Should you book this Milan cooking class?
I think it’s a good booking for most food-minded travelers doing Milan for a few days. The structure makes it practical: three dishes, hands-on learning, wine included, and a recipe booklet to keep the experience from evaporating after your trip.
Book it if you want to leave with skills you can use, and if you’re happy to follow a class rhythm that includes some fridge time. Skip it if you need something ultra-fast or purely self-guided.
If you’re choosing between this and another food experience, consider what you actually want at home: another great meal, or a repeatable Italian cooking plan.
FAQ
What dishes will I learn to make?
You’ll learn how to make truffle gnocchi, ravioli, and tiramisù.
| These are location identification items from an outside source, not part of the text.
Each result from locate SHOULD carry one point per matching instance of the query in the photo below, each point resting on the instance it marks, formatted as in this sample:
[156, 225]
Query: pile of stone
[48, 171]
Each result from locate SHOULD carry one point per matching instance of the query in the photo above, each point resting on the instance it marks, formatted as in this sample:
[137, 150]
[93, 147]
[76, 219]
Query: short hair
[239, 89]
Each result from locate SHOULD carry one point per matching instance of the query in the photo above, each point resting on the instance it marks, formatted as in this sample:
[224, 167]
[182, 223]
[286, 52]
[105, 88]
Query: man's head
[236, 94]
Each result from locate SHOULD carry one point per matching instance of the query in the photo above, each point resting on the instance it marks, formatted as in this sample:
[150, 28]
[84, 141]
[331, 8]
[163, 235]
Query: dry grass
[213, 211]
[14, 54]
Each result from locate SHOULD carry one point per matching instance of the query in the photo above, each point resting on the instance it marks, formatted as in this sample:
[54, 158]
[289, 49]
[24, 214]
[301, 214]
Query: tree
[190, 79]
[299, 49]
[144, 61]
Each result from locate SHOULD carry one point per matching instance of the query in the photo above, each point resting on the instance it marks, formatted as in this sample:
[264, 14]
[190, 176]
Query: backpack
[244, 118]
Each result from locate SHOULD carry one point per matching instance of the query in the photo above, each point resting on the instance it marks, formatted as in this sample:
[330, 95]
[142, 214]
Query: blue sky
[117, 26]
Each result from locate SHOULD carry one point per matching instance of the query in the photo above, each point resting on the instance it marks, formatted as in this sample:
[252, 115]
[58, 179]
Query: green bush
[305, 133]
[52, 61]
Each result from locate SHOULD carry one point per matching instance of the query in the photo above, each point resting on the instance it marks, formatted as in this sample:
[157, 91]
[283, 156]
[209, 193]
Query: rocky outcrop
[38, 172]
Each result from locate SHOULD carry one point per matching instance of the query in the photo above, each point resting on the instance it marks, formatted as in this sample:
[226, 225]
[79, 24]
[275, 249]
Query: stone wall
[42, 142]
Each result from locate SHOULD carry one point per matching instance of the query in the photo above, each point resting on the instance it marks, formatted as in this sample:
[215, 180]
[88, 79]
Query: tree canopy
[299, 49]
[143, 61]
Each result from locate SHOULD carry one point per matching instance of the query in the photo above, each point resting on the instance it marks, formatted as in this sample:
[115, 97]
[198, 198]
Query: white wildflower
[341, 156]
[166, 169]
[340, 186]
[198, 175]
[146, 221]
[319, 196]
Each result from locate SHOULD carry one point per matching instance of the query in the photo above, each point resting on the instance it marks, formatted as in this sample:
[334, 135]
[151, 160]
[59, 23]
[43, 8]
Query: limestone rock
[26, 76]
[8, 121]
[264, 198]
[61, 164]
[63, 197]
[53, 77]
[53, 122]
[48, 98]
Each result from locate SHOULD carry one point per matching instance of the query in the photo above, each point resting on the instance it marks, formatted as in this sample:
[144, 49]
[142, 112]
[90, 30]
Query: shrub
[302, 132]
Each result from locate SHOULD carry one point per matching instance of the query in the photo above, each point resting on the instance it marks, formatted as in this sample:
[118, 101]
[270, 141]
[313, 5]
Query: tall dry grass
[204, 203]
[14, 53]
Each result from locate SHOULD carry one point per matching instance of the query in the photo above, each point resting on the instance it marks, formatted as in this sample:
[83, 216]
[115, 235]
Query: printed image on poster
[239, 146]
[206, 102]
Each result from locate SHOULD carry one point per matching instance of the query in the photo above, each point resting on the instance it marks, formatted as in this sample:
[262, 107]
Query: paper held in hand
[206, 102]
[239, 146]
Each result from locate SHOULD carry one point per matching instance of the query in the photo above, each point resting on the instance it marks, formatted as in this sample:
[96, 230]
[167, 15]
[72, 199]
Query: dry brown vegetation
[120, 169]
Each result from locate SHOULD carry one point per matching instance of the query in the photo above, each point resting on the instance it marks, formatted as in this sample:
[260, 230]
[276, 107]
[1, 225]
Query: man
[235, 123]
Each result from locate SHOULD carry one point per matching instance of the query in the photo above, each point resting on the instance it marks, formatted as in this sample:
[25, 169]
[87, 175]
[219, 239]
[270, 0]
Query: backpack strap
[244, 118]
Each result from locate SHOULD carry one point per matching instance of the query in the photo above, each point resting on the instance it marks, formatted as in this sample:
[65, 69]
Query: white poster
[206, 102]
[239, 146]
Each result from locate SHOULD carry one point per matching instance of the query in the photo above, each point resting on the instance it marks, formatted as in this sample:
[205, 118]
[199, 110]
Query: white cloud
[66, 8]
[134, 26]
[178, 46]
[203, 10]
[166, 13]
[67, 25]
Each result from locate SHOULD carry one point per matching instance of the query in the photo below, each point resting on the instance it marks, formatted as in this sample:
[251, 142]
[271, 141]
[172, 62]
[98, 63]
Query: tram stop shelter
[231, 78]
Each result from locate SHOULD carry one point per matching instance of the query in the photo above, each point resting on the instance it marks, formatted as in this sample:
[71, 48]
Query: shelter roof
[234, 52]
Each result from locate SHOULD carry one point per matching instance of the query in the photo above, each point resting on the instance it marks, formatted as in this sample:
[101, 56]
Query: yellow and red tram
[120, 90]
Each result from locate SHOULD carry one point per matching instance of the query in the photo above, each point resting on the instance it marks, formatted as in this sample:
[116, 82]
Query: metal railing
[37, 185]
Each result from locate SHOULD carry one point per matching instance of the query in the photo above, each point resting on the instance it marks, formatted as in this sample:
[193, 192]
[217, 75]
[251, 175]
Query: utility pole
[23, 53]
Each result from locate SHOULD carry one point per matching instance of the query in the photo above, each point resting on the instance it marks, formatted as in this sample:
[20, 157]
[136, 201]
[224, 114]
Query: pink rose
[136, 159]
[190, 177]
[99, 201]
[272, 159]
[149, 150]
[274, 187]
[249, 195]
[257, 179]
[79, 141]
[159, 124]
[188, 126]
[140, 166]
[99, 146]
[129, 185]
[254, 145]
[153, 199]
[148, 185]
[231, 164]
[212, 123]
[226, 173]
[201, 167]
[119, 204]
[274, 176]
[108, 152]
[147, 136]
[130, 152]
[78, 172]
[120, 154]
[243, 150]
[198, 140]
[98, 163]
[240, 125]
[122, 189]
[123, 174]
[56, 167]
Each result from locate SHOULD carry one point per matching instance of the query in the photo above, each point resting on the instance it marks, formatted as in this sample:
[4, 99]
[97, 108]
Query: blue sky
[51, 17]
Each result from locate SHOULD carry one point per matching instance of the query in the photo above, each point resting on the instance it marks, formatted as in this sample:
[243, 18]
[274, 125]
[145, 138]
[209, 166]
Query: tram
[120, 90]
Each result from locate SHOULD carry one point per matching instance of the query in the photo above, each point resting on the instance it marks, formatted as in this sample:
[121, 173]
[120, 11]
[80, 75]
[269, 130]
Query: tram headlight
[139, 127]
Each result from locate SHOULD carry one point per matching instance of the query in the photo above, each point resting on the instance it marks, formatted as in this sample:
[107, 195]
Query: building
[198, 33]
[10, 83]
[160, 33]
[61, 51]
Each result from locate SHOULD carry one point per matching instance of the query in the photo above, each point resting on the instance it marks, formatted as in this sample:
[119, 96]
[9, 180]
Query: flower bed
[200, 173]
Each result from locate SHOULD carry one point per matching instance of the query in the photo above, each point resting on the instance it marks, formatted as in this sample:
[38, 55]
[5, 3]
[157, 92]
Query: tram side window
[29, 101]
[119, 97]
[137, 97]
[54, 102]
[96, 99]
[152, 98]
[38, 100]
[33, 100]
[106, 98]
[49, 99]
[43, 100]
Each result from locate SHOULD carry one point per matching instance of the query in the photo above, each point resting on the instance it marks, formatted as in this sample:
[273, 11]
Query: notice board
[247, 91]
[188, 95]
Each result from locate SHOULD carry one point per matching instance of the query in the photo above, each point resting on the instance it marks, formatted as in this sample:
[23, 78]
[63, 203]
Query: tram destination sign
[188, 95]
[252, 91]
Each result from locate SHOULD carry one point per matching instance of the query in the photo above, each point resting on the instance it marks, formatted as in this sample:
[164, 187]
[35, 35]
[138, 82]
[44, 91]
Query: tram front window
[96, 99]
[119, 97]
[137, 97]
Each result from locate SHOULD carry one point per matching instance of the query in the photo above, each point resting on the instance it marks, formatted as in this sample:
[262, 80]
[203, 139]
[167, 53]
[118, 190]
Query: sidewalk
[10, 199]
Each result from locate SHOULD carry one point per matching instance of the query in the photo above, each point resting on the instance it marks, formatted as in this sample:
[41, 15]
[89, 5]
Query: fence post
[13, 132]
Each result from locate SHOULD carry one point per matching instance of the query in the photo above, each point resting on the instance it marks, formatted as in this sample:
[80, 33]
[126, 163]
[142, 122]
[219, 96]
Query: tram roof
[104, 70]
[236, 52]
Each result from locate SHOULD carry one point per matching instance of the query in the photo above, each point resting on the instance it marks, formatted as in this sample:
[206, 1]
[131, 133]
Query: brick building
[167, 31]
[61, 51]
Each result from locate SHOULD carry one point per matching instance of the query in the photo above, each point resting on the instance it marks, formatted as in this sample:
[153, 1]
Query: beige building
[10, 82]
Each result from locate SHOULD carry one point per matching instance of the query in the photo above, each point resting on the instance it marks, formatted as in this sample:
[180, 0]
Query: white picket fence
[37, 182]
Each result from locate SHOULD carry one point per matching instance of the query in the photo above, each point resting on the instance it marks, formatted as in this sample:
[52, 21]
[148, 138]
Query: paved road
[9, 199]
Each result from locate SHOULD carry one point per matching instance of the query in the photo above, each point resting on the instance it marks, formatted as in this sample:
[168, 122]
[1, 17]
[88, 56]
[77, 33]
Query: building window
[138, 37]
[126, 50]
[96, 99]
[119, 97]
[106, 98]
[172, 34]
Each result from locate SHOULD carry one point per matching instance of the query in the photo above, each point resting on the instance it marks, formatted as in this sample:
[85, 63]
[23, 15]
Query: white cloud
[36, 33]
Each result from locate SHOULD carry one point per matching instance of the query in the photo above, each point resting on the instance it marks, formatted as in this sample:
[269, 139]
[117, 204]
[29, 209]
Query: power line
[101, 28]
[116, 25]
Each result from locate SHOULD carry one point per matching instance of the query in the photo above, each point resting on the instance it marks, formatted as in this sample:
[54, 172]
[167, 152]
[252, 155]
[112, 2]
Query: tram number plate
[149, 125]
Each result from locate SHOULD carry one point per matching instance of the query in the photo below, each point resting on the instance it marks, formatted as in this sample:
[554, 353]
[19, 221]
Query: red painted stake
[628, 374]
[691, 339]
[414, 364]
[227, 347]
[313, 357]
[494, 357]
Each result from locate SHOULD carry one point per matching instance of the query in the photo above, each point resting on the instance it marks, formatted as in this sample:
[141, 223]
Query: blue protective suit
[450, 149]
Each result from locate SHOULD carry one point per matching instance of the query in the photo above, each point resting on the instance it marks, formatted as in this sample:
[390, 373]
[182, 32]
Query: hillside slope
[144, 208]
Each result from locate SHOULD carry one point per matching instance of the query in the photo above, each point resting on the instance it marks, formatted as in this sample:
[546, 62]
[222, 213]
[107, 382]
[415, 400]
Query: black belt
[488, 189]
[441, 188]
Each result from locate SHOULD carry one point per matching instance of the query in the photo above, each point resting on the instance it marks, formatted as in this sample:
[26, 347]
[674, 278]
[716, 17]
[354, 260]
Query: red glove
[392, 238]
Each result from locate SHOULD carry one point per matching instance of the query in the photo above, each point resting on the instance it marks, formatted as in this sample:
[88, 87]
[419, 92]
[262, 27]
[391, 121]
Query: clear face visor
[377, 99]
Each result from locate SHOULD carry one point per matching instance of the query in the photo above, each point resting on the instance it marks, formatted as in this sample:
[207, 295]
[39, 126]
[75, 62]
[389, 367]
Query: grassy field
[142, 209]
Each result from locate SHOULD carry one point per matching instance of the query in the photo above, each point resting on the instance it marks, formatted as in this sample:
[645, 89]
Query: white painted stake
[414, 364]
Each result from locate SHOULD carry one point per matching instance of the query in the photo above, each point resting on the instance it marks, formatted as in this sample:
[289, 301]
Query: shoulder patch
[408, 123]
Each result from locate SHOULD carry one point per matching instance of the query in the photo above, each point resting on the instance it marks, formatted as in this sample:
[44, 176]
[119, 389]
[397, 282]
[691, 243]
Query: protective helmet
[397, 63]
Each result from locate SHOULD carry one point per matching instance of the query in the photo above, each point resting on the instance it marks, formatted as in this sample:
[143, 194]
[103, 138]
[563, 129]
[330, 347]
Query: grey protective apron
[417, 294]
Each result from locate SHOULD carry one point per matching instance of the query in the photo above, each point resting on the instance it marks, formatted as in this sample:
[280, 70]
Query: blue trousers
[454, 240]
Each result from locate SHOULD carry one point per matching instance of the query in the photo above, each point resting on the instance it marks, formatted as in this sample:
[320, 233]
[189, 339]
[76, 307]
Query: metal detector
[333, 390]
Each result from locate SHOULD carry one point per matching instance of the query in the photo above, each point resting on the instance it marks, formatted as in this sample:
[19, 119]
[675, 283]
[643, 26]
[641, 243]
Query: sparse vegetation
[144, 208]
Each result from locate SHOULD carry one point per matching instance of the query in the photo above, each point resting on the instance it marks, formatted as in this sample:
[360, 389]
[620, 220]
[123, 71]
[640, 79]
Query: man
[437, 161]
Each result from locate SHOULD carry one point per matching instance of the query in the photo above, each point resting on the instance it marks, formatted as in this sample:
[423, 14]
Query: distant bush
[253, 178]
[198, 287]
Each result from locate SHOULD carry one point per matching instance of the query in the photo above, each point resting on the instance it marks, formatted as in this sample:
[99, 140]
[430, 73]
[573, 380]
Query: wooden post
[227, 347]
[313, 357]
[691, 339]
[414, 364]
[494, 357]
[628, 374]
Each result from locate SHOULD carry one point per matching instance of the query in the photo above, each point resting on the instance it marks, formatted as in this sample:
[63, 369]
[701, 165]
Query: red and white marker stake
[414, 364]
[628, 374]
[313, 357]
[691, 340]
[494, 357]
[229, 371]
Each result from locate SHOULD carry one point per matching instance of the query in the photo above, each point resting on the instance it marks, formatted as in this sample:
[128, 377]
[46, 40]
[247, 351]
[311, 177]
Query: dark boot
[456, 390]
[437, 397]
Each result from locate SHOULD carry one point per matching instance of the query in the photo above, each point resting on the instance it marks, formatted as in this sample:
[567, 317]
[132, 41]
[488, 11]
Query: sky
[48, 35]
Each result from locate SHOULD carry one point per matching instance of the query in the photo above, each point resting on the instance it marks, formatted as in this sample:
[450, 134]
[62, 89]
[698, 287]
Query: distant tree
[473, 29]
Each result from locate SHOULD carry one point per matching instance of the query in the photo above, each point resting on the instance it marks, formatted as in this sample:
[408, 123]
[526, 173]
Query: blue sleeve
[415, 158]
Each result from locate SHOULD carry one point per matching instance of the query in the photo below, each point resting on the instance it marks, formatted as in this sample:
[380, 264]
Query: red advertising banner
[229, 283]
The class is hands-on and you cook from start to finish.
Will I eat what I cook?
Yes. The experience includes dinner with the dishes you prepare, including ravioli, gnocchi, and tiramisù.
Are there vegetarian, vegan, or gluten-free options?
Yes. The class notes that the dishes have vegetarian, vegan, and gluten-free options.
Is wine included, and what kind is it?
Wine tasting is included, with both white and red Italian wines.
How long is the class?
The duration is 3 hours, and starting times depend on availability.
Where do I meet the chef?
Meet at Via Lodovico Settala n.1 and ring at number 18. The nearest subway stops are Porta Venezia or Repubblica.
What should I do if I have an allergy, and can I cancel?
If you have any food allergy or intolerance, let the organizer know in advance. Cancellation is free up to 24 hours in advance for a full refund, and you can reserve now and pay later.